By Alex Tarrant
Labour Party leader David Shearer is calling for new thinking from government on how to better help regional businesses access capital for development.
In a speech given in Nelson today, Shearer said there needed to be more of a "partnership approach" from government, which needed to be creative about how it could better help regional projects get off the ground.
While not going into specific details, his comments suggest Labour is considering policy where, at the extreme end, the state could provide loans for specific regional projects which would have national benefits, or at least help facilitate investment by regional councils.
Labour also said in the run-up to the 2011 election that it would explore policies to incentivise certain capital investment such as entitling domestic venture or angel investors to a deduction of 20% of their investment against other income at the time of investment, and an additional 50% deduction be allowed if that capital was lost.
Read more on that Election 2011 policy here. Labour has not yet said whether it would keep the policy - an announcement would be made much closer to the 2014 election.
'We'll get more creative'
Using a marine farm off the coast of Opotiki as an example, Shearer said the Opotiki District Council was asking for NZ$20 million from central government to redevelop the harbour so the marine farm project could go ahead. The government spent about NZ$25 million a year on income support for the near-thousand people in the town on benefits, he said.
"It would mean more boats could use the entrance, with spin offs for the marine industry and tourism. If you moved people off benefits and into jobs you can see how the investment over time would pay itself back," Shearer said.

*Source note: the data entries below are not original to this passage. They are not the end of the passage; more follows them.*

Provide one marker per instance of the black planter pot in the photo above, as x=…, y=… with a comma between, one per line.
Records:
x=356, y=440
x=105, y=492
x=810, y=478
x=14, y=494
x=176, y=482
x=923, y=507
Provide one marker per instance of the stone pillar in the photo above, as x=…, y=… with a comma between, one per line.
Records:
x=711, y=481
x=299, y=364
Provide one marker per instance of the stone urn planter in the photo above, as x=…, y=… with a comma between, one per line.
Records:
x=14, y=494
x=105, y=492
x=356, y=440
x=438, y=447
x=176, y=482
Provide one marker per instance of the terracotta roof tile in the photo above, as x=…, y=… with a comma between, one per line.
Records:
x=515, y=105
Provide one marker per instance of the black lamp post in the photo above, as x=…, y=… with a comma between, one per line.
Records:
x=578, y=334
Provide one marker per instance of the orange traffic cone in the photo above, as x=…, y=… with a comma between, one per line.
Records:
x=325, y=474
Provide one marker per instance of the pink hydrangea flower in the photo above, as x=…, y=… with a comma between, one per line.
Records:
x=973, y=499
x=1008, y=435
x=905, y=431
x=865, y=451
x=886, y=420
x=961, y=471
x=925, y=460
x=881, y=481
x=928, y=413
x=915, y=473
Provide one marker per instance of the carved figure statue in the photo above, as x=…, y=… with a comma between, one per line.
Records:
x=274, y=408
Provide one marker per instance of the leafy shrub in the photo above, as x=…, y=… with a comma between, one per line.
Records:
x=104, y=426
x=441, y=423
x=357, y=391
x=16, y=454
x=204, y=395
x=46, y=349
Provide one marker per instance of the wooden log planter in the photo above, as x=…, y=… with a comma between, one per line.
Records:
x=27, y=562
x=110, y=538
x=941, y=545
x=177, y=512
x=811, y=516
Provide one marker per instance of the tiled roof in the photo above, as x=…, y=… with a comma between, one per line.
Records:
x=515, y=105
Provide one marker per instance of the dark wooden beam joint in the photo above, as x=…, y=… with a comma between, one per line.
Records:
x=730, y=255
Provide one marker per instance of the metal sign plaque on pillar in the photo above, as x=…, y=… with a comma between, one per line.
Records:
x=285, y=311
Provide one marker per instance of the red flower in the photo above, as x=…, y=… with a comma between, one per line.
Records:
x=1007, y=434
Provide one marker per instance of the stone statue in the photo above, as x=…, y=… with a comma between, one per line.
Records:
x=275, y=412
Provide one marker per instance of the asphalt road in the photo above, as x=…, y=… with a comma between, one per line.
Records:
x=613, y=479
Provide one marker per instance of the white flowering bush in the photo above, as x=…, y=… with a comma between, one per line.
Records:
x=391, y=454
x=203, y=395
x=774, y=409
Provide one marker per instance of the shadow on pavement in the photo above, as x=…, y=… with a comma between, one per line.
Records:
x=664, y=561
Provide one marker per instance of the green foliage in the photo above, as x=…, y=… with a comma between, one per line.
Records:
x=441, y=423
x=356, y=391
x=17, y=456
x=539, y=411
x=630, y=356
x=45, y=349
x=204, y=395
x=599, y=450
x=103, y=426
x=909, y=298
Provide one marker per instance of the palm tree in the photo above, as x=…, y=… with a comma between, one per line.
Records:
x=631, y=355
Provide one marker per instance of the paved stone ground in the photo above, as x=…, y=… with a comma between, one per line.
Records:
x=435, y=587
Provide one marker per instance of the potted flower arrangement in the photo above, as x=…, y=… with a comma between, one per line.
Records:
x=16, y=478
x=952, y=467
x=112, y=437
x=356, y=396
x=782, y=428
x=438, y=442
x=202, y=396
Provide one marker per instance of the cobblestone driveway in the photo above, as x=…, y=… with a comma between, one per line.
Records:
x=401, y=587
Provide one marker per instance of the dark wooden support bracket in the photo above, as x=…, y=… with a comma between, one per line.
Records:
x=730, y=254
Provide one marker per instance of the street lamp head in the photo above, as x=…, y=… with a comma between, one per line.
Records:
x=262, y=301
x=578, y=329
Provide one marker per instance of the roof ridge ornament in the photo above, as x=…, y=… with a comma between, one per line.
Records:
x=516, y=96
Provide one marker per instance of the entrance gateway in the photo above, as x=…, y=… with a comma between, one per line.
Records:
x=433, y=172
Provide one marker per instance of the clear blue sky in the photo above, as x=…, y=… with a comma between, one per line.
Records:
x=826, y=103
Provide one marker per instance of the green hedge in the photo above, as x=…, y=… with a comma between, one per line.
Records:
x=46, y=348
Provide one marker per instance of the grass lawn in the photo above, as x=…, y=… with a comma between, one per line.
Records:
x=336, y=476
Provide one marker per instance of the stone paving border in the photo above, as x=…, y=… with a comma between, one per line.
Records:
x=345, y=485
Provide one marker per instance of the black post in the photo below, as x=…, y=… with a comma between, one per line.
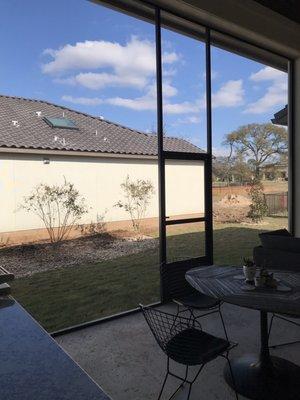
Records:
x=161, y=161
x=264, y=333
x=208, y=163
x=291, y=150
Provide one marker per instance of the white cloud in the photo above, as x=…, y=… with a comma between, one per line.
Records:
x=86, y=101
x=132, y=64
x=95, y=81
x=267, y=74
x=276, y=93
x=230, y=94
x=191, y=119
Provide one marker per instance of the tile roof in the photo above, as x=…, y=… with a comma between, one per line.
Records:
x=94, y=134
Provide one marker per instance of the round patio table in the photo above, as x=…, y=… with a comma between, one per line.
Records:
x=256, y=376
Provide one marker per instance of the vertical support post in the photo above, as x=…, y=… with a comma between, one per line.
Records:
x=291, y=150
x=264, y=333
x=208, y=164
x=161, y=160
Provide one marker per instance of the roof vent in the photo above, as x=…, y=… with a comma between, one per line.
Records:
x=60, y=123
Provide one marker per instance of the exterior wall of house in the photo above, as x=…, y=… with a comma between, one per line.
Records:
x=98, y=180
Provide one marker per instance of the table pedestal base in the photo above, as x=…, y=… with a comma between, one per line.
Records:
x=277, y=380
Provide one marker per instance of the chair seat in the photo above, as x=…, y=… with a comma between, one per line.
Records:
x=197, y=301
x=194, y=347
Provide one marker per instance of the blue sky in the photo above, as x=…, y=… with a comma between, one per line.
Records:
x=102, y=62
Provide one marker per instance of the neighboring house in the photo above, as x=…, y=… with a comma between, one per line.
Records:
x=43, y=142
x=275, y=171
x=281, y=117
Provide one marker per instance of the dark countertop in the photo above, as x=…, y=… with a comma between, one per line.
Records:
x=33, y=366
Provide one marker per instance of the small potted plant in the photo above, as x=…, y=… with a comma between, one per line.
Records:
x=249, y=269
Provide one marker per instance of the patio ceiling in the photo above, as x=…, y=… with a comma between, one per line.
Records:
x=287, y=8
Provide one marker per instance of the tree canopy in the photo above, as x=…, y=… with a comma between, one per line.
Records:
x=258, y=143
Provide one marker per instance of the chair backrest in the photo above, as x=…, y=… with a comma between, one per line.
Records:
x=165, y=326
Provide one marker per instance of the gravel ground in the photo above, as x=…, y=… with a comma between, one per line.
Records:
x=28, y=259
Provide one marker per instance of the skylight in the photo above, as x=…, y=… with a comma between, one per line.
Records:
x=61, y=123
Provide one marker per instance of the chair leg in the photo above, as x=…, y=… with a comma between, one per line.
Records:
x=165, y=380
x=274, y=346
x=232, y=376
x=193, y=381
x=223, y=323
x=270, y=326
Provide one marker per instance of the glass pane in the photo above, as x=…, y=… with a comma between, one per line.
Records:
x=185, y=188
x=185, y=241
x=250, y=152
x=184, y=91
x=95, y=82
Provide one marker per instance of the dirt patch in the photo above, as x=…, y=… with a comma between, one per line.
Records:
x=231, y=208
x=28, y=259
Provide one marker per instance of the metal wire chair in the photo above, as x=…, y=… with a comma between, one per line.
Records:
x=284, y=318
x=201, y=303
x=182, y=340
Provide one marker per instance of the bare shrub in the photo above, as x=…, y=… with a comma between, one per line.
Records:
x=94, y=227
x=4, y=242
x=137, y=195
x=59, y=207
x=258, y=207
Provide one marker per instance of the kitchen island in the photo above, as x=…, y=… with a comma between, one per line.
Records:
x=33, y=366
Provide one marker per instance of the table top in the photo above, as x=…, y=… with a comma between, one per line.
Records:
x=225, y=283
x=33, y=366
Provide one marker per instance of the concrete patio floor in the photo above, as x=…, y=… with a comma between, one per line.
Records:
x=123, y=357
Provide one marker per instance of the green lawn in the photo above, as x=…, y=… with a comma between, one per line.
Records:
x=73, y=295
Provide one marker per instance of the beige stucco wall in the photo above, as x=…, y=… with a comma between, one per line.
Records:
x=98, y=180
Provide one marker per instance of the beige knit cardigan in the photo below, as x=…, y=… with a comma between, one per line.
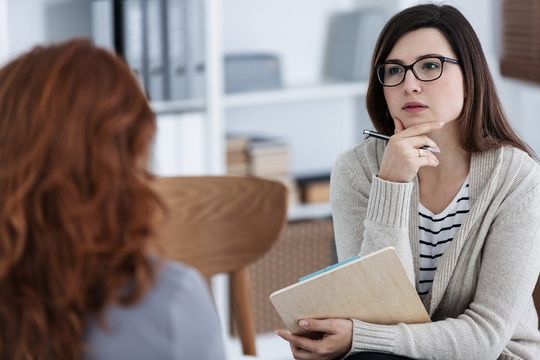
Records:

"This is what I mean by new thinking in developing our regions and getting stuck in to help," he said.
New Zealand as a whole would do better if its regions performed better.
"But we have to pull together and take more of a partnership approach, and take an open mind and be creative about how the government can help," Shearer said.
He said the previous Labour government had been creative with moves such as setting up New Zealand Trade and Enterprise, which had spin-offs for regional economies such as the Wine Research Centre in Marlborough.
"We need to return to the regions, and Labour is going to be creative in going further still," Shearer said.
"The Opotiki marine farm development highlights that there is an issue with the provision of capital to regional New Zealand. Beyond the corporate and farming sectors, we have to do better at helping innovative businesses in our regions get access to capital for development," he said.
"That, by the way, is another reason why the heartland will grow faster as a result of Labour’s vision for growing our savings and reforming the tax system so that investment goes to the parts of the economy that can grow fastest, not the parts with the best tax breaks."